Читать книгу Молодость Спартака - Галина Григорьевна Грушина - Страница 3

Оглавление

ЛАГЕРЬ НА РЕКЕ ГЕБР

Они сидели в палатке, десять фракийских юношей, волей-неволей ставших римскими новобранцами. Палатка – лёгкий деревянный домик, перегороженный на две части: проходная предназначалась для хранения воинского скарба ; там, где сидели они, были нары для спанья. На полу валялся мусор, оставленный только что выехавшими жильцами, – верёвки, щепки, тряпьё. В изголовье нар, на которых сидел Спартак, висел забытый кем-то амулет: плоский камень с грубо вырезанным на нём фракийским богом-Всадником . Высокий, крепкий парень-одрисс протянул руку и взял его с ухмылкой:


– Теперь он стал мим.


Сын Дромихеты с уважением оглядел его литые мускулы:


– Кузнец?


– Занятия на палестре, – снисходительно пояснил тот. Малый казался заносчивым, но весёлое, смышлёное лицо его располагало к себе.


Их только двое здесь таких крепышей, отметил про себя Спартак, надо с ним подружиться.

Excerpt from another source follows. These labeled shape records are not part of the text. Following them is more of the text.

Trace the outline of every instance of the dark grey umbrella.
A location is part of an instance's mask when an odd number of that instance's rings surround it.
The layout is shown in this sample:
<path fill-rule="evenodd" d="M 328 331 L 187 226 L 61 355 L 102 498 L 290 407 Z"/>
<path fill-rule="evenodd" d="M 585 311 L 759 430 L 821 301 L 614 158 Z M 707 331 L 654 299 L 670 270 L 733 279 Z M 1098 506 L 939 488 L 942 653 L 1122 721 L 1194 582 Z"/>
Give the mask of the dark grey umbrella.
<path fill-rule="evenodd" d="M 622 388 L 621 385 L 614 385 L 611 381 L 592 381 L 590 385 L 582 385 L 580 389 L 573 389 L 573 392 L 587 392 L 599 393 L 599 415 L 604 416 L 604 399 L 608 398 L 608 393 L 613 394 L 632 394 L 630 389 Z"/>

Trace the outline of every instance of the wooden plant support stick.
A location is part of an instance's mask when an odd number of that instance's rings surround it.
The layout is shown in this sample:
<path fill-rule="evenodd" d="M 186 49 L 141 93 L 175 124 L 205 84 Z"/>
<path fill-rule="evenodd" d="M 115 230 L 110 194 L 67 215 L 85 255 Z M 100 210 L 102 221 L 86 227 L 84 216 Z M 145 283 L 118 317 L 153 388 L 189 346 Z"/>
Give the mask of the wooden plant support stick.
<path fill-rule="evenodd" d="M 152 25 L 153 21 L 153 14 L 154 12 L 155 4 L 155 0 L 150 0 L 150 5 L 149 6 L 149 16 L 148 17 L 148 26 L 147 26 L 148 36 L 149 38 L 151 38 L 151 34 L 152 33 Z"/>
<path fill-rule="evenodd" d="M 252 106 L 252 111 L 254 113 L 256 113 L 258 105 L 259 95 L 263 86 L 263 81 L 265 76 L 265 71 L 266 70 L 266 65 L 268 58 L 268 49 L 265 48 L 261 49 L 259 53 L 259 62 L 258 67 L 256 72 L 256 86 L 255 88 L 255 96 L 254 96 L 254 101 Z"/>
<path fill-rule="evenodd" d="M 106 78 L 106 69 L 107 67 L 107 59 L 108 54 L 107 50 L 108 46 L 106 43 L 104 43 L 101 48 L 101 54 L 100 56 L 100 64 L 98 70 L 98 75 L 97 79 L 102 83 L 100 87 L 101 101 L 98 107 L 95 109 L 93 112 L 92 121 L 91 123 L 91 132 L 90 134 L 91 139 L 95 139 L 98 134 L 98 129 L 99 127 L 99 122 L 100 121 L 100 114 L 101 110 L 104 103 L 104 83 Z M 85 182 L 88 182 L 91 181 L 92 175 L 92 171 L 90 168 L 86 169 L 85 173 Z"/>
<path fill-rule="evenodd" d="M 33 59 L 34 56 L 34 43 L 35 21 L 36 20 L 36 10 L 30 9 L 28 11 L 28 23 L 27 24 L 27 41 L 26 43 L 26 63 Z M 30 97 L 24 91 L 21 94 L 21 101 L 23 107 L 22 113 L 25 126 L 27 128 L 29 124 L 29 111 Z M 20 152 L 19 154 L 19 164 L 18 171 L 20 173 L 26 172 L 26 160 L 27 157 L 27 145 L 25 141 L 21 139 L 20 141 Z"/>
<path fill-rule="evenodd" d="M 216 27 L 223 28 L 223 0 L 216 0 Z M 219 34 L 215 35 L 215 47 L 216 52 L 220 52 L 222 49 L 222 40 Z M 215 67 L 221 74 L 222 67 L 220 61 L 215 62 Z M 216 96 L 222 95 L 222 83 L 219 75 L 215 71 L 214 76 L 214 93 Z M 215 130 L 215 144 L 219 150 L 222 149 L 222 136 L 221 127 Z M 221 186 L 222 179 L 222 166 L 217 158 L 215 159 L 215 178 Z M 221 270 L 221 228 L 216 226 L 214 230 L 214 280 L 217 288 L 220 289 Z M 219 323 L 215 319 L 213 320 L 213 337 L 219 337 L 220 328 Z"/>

В дверях показалось задубело е лицо начальника, – по-местному центуриона. Этот римлянин сегодня утром, построив всех по линейке, произнёс перед новобранцами речь: по-фракийски только ругательства, остальное переводил с непонятного языка римлян толмач. Он сказал:


– Нет на земле ремесла благороднее войны и доли завиднее воинской. Вы, цвет фракийской молодёжи, добровольно выбрали путь славы. Сегодня вы начинаете новую жизнь. Сначала вас. Дармоедов, будут бесплатно кормить и обучать воинскому делу. А когда вы принесёте присягу, вам станут платить деньги. Да здравствует Рим! Да здравствует великий Сулла!


Потом центурион показал свою увесистую дубину и объяснил её назначение. По римским понятиям, первой обязанностью начальника было лупить нерадивых воинов, ибо только так можно было варваров чему-нибудь обучить. Потом римлянин велел фракийским юношам бегать по кругу. Они бегали в своих конопляных рубахах и шароварах, смешно размахивая руками, брякая гривнами и амулетами, а центурион стоял посреди круга, облачённый в панцырь из металлических чешуй, и, широко расставив голые ноги, с презрительной ухмылкой рассматривал новобранцев. Впервые в жизни Спартак видел так близко римлянина, и этот римлянин пришёлся ему не по душе.

Центурион по-хозяйски вошёл в палатку в сопровождении толмача , и что-то буркнул.


– Встать, – перевёл старичок-толмач.


Угрюмые глаза римлянина обежали все лица, на миг задержавшись на статном одриссе.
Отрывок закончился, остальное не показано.